Lloyds reprivatisation expected to raise over £3.2bn
A statement from the government agency managing the state's stake in Lloyds has given the green light to the chancellor to begin reprivatising state-backed bank Lloyds.
UK Financial Investments (UKFI) has given the nod shortly after the Office for Fair Trading said that TSB should be given more financial help by parent Lloyds.
Our banking reporter Tim Wallace said that decision was considered to be the final hurdle before the government can begin selling off its stake, as uncertainty over the potential cost of setting up TSB was eliminated.
My forecast: Slow Lloyds share sale over 18 months to a) avoid Brown-style claims govt sold when price was low and b) keep good news going
— Tim Wallace (@Tim_Wallace) September 16, 2013
Now six percent of Lloyds shares will be sold, reducing the government's stake from 38.7 per cent.

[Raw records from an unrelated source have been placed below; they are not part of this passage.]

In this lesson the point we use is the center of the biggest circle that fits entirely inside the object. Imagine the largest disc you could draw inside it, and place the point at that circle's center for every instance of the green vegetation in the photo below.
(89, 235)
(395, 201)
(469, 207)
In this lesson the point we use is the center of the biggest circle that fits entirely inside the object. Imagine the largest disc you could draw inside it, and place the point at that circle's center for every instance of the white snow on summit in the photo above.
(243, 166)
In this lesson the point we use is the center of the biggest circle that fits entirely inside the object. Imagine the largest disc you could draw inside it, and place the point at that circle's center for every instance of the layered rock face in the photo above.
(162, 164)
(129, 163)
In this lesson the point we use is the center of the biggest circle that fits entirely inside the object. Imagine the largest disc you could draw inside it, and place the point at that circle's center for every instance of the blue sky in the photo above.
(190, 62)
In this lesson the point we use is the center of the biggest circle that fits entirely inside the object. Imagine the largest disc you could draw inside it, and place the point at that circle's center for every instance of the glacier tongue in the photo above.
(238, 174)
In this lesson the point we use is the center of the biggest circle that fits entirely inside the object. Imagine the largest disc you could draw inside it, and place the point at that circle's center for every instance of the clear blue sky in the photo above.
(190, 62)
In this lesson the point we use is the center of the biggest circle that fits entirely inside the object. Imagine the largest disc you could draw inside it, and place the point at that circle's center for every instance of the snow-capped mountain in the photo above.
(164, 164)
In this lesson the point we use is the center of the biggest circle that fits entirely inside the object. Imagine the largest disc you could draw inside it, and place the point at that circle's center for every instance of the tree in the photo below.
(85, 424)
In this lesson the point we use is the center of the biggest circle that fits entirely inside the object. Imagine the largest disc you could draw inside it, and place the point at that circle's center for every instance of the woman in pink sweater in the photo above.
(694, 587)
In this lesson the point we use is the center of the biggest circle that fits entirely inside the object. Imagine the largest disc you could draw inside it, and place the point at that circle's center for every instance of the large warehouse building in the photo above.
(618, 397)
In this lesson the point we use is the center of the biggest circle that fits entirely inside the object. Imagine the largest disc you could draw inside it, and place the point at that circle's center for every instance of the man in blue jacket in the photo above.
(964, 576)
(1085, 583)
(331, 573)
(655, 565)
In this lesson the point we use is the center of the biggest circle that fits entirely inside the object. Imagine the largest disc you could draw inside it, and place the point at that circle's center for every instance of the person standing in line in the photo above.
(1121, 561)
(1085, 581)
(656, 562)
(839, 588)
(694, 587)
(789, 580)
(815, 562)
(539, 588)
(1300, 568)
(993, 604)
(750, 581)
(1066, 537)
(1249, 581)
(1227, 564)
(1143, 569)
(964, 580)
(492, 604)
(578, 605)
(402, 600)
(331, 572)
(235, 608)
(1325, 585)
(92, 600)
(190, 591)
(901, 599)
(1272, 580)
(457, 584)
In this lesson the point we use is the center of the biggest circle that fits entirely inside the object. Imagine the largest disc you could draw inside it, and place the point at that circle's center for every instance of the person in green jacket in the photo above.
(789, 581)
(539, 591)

That's 4,282,034,109 shares, with the sale to be managed by Bank of America Merrill Lynch, JPMorgan and UBS who will act as bookrunners.
The Wall Street Journal is reporting that the stake will raise over £3.2bn:
People familiar with the matter said the shares are being offered at 75 pence to 76 pence, and the U.K. treasury has orders from buyers for all the shares at that level. The shares closed Monday at 77 pence. At 75 pence a share, the sale would generate about £3.23 billion ($5.13 billion) for the U.K. Treasury.
Lloyds chief executive, Antonio Horta-Osorio, said:
I am pleased that the Government has been able to begin the process of selling its stake, and give taxpayers the opportunity to get their money back. I believe this reflects the hard work undertaken over the last two years to make Lloyds a safe and profitable bank that is focused on supporting the UK economy.
The markets agree with Horta-Osorio, with shares in the bank significantly outperforming London's leading index, the FTSE 100, over the past year.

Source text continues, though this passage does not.